The treatment of young adults in the criminal justice system: Seventh Report of Session 2016-17: House of Commons Justice Committee
This report about young adults in the criminal justice system is a helpful reminder to the judiciary, lawyers and other youth justice professionals that adolescent brain development and children’s immaturity has a direct impact on criminal behaviour and has implications for how they should be treated in the criminal justice system.
This report focuses prodominately on ‘young adults’ as opposed to children. It suggests that there should be a distinct approach to the treatment of ‘young adults’ in the criminal justice system because their brain is still developing. It identifies that ‘young adults’ are still developing neurologically up to the age of 25 and have a high prevalence of neuro-disabilities and mental disorders.
- “In typical brain maturation, temperance—the ability to evaluate the consequences of actions and to limit impulsiveness and risk-taking—is a significant factor in moderating behaviour and the fact that its development continues into a person’s 20s can influence anti-social decision-making among young adults.” [paragraph 9]
- “Young adults offend the most but have the most potential to stop offending. They are resource intensive as they are challenging to manage. A strong case could be made for recognising that expenditure to make the system more developmentally responsive would pay dividends in reduced costs to the system in reducing incidents of violence and to society in reducing offending and the creation of further victims.”[paragraph 139]
“Both age and maturity should be taken into significantly greater account within the criminal justice system. The rationale of the system for young adults should presume that up to the age of 25 young adults are typically still maturing. A developmental approach should be taken that recognises that how they perceive, process and respond to situations is a function of their developmental stage and other factors affecting their maturity, and secondarily their culture and life experience.” [paragraph 141]
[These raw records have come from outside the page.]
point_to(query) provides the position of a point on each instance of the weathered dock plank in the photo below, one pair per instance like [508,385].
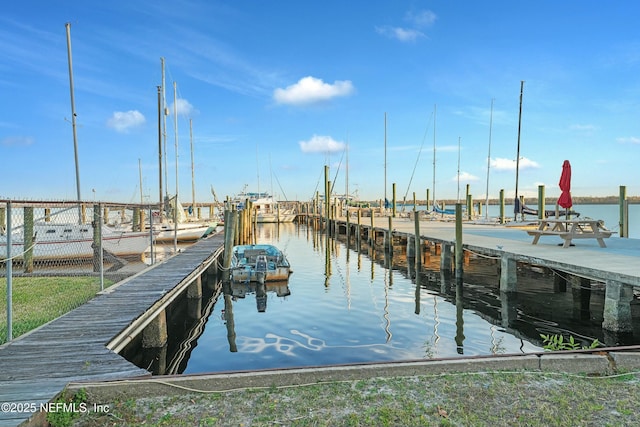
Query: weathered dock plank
[36,367]
[619,261]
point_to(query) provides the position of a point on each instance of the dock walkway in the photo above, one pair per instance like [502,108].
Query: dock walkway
[34,368]
[619,261]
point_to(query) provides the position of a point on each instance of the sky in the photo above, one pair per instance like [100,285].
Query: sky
[269,92]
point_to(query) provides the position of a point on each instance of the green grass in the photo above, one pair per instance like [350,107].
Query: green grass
[466,399]
[38,300]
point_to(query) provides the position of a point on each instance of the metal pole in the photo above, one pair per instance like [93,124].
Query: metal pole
[518,150]
[99,224]
[9,277]
[175,210]
[489,161]
[385,161]
[160,114]
[193,188]
[73,111]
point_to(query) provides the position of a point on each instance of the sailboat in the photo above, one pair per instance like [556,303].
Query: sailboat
[170,221]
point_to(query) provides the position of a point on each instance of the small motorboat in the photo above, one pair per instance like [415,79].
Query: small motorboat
[259,263]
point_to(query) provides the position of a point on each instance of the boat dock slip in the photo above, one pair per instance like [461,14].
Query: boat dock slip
[619,261]
[617,265]
[37,366]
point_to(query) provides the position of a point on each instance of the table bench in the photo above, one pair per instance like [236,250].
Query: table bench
[569,229]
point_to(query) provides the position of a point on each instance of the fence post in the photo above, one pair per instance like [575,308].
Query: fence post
[28,240]
[97,239]
[9,277]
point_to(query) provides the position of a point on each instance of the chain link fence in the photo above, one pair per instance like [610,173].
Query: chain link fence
[54,256]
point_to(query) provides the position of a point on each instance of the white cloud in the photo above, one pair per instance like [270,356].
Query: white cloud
[465,177]
[321,144]
[398,33]
[424,18]
[309,90]
[583,128]
[629,140]
[184,108]
[502,164]
[123,121]
[17,141]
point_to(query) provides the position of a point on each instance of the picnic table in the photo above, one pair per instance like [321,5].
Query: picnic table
[569,229]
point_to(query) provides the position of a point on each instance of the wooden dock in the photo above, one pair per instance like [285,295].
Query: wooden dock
[617,265]
[35,367]
[619,261]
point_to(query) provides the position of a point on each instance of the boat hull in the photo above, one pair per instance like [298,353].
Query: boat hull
[73,241]
[259,263]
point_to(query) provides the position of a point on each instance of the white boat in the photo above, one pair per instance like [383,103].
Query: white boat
[188,230]
[266,208]
[259,263]
[57,241]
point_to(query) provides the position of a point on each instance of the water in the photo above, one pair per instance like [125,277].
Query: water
[610,214]
[343,307]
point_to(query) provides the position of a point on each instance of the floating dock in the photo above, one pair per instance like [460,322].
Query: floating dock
[37,366]
[82,345]
[617,265]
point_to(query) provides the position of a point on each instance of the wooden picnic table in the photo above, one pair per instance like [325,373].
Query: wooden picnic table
[569,229]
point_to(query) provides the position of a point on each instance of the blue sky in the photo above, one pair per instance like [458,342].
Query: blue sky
[275,90]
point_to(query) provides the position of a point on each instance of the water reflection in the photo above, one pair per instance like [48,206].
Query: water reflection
[337,309]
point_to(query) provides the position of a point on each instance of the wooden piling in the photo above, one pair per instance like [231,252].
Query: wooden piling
[135,220]
[28,239]
[418,246]
[624,212]
[458,245]
[541,202]
[155,334]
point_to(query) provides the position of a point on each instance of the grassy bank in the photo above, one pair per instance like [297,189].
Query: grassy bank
[469,399]
[38,300]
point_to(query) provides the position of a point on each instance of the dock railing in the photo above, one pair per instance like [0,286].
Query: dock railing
[54,257]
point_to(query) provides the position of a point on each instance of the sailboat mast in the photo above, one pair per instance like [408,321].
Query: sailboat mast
[486,203]
[434,156]
[458,195]
[73,112]
[175,127]
[165,112]
[518,151]
[385,161]
[193,181]
[160,113]
[346,182]
[140,177]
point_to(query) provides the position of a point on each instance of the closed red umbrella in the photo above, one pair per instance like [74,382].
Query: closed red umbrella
[565,186]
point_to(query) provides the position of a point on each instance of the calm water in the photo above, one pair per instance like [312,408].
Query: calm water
[347,309]
[610,214]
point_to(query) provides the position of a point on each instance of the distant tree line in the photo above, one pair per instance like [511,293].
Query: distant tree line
[577,200]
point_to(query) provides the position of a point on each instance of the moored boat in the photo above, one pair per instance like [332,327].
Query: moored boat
[68,241]
[265,207]
[259,263]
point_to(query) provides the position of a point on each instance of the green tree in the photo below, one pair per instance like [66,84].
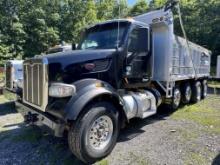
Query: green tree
[139,8]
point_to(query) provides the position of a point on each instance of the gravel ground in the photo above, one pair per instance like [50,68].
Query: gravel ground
[163,139]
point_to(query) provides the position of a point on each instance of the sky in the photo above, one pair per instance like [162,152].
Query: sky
[131,2]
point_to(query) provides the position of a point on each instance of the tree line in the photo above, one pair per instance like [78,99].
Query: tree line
[30,27]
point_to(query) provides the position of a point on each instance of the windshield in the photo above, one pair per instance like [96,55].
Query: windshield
[104,36]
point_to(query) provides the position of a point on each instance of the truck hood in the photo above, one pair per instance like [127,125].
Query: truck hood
[78,56]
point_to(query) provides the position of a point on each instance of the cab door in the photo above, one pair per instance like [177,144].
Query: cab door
[138,54]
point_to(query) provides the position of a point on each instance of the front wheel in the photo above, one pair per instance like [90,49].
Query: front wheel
[94,135]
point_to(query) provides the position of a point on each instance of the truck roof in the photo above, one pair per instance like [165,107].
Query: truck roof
[129,20]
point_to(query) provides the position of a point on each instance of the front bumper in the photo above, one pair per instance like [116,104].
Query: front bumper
[33,116]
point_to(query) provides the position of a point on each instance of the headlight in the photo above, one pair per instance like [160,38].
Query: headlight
[61,90]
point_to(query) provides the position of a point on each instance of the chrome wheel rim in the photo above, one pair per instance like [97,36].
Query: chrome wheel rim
[100,132]
[188,93]
[177,97]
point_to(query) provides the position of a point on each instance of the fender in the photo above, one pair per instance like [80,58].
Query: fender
[87,90]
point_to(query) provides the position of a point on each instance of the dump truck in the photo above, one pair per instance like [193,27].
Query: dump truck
[121,69]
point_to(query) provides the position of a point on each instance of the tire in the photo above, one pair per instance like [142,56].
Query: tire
[85,131]
[204,89]
[186,93]
[196,92]
[176,98]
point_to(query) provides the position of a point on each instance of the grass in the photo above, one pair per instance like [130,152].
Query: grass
[214,84]
[205,113]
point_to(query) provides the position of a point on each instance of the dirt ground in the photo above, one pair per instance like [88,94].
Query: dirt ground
[188,136]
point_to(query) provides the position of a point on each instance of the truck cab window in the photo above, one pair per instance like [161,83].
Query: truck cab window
[138,41]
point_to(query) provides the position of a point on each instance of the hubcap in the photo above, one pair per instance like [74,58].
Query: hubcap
[100,133]
[205,89]
[188,93]
[177,97]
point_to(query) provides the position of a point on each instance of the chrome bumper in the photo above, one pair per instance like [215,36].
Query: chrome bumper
[35,117]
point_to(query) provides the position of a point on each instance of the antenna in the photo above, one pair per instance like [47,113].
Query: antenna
[119,12]
[184,34]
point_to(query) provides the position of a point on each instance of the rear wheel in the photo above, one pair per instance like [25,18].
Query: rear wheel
[94,135]
[204,89]
[176,98]
[196,92]
[186,93]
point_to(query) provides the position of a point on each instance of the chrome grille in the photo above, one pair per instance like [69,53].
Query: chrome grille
[35,90]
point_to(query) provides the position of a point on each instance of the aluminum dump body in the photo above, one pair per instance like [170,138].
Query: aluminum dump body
[173,60]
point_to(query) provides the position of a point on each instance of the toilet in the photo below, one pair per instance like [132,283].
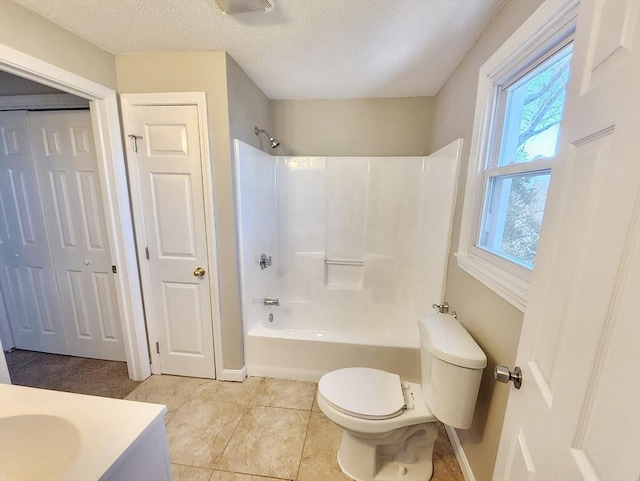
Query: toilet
[390,424]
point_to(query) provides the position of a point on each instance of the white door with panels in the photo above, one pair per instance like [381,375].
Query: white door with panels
[27,277]
[577,415]
[57,276]
[69,183]
[166,156]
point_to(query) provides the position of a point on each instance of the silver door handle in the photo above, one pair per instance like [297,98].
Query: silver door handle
[503,374]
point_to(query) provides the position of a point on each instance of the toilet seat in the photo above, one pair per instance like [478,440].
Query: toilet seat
[363,392]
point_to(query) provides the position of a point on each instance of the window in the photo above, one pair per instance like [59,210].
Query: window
[521,97]
[518,169]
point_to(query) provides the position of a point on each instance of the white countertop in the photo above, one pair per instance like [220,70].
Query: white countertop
[107,427]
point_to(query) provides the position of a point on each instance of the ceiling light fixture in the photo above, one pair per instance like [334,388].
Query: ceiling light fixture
[233,7]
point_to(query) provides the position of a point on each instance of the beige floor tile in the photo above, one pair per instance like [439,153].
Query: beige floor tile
[315,406]
[282,393]
[227,391]
[190,473]
[226,476]
[170,385]
[200,430]
[173,403]
[319,458]
[267,442]
[445,464]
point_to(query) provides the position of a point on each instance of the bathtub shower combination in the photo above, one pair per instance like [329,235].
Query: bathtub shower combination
[339,258]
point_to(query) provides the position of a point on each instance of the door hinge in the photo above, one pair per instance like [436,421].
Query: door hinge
[135,141]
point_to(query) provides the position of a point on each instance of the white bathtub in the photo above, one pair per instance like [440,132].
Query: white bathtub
[276,350]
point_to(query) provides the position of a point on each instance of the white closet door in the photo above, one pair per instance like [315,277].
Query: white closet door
[27,278]
[169,167]
[69,183]
[577,415]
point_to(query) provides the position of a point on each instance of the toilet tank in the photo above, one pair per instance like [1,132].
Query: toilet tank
[452,365]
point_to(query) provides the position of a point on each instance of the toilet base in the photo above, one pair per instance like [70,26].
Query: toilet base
[404,454]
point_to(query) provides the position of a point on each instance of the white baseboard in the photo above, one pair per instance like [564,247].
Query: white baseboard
[237,375]
[465,467]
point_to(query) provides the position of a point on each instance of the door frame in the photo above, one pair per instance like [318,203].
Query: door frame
[115,202]
[199,100]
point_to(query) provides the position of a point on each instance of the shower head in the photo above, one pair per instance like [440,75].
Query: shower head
[274,142]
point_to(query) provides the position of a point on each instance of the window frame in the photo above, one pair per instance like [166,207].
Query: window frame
[549,30]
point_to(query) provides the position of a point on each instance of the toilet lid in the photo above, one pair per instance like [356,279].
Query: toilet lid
[363,392]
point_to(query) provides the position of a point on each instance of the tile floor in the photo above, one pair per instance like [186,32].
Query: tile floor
[257,430]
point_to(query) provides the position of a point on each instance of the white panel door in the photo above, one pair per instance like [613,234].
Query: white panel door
[169,166]
[577,415]
[27,279]
[69,183]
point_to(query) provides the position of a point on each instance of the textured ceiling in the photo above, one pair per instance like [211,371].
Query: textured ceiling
[303,49]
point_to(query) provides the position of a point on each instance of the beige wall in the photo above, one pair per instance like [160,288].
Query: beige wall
[493,322]
[207,72]
[388,126]
[31,34]
[248,107]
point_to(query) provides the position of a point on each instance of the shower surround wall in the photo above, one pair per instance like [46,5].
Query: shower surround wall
[359,248]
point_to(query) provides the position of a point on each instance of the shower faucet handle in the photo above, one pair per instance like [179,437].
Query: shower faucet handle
[265,261]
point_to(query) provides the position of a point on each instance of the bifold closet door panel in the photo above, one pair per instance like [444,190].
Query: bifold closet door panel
[27,276]
[69,185]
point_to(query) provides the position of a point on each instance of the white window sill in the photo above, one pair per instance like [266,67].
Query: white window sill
[507,285]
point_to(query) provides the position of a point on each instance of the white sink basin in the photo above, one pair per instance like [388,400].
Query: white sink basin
[37,446]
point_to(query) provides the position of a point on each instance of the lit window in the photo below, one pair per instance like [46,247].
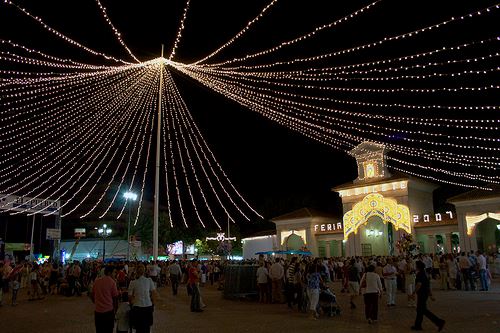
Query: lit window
[370,170]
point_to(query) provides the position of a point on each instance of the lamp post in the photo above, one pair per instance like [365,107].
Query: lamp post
[129,196]
[104,232]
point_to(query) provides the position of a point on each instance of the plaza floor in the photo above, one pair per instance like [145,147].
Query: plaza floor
[477,312]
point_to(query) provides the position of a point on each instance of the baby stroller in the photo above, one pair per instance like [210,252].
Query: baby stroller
[328,303]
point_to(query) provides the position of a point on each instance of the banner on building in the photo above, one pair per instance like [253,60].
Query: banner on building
[53,234]
[29,205]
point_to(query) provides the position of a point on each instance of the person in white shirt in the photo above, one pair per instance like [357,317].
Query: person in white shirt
[276,274]
[175,276]
[483,274]
[262,275]
[389,273]
[142,292]
[122,316]
[371,287]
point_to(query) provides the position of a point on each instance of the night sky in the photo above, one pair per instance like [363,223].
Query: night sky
[275,169]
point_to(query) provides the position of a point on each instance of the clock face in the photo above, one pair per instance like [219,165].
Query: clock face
[370,170]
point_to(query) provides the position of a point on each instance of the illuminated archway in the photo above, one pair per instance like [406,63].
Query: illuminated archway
[473,220]
[375,204]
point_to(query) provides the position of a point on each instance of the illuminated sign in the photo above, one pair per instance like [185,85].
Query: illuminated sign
[370,169]
[80,232]
[328,227]
[375,204]
[437,217]
[29,205]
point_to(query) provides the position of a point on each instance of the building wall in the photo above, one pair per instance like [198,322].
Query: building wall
[258,244]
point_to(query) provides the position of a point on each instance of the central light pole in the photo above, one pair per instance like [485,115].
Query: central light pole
[104,232]
[157,164]
[132,197]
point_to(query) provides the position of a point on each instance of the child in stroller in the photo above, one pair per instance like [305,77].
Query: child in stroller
[328,302]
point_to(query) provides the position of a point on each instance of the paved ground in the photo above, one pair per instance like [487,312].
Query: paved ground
[464,312]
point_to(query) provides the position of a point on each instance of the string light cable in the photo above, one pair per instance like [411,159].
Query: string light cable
[61,35]
[180,30]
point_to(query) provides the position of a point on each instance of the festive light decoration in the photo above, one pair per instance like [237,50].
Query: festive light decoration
[238,35]
[301,38]
[115,31]
[375,204]
[61,35]
[179,33]
[78,132]
[359,47]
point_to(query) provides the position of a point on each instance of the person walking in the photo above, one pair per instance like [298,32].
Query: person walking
[262,276]
[423,292]
[276,273]
[483,273]
[353,276]
[175,275]
[371,287]
[389,273]
[290,282]
[142,294]
[194,284]
[105,297]
[313,284]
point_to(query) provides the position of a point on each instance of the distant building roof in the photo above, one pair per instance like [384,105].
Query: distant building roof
[477,194]
[302,213]
[394,177]
[262,233]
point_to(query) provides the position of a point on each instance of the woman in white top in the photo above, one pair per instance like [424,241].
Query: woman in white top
[262,276]
[371,288]
[142,293]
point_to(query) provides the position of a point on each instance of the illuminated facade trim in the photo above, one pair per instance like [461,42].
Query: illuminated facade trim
[392,186]
[473,220]
[286,234]
[375,204]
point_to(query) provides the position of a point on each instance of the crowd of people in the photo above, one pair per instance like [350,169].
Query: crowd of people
[300,282]
[303,283]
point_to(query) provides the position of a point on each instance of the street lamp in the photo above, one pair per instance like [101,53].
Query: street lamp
[104,232]
[129,196]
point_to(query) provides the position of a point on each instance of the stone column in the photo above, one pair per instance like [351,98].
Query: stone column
[432,244]
[448,245]
[328,248]
[339,248]
[462,231]
[358,243]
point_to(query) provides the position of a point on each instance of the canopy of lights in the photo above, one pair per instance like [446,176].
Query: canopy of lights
[71,130]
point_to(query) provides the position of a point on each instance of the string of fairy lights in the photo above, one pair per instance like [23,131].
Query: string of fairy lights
[82,133]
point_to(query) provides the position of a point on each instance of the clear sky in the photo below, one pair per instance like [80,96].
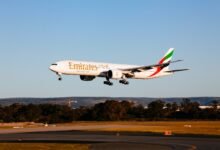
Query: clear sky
[34,34]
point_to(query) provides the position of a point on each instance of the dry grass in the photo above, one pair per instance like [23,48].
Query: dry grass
[178,127]
[42,146]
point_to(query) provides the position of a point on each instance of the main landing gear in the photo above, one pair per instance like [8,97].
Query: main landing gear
[123,81]
[108,82]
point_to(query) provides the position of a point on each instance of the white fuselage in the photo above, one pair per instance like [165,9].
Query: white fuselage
[84,68]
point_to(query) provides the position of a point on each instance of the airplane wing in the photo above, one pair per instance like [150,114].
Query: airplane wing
[172,71]
[144,68]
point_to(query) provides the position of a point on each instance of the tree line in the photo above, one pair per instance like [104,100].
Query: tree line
[109,110]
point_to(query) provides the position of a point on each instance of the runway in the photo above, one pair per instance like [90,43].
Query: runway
[114,140]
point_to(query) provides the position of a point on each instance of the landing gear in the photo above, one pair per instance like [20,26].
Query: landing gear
[108,82]
[59,76]
[123,81]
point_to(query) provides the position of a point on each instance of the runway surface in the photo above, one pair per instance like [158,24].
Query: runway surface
[109,140]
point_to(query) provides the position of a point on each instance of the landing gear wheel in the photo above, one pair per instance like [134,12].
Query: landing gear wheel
[125,82]
[108,83]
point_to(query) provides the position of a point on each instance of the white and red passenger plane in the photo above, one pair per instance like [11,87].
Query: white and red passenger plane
[90,70]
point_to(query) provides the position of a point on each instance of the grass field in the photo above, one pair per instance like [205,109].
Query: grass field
[158,127]
[177,127]
[42,146]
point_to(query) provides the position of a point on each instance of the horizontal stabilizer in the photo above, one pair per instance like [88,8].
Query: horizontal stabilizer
[172,71]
This report focuses primarily on young adults between 18-25 and identifies that a clear distinction should be made for this group within the criminal justice system.
The evidence set out in the report about immaturity and brain development is relevant to all children. The report highlights that these factors are often inextricably linked to their offending behaviour and the fact that children and young adults have the greatest potential to stop offending. The report is a helpful reminder of the significant weight that should be placed on these factors when considering how to deal with both children and young adults in the criminal justice system.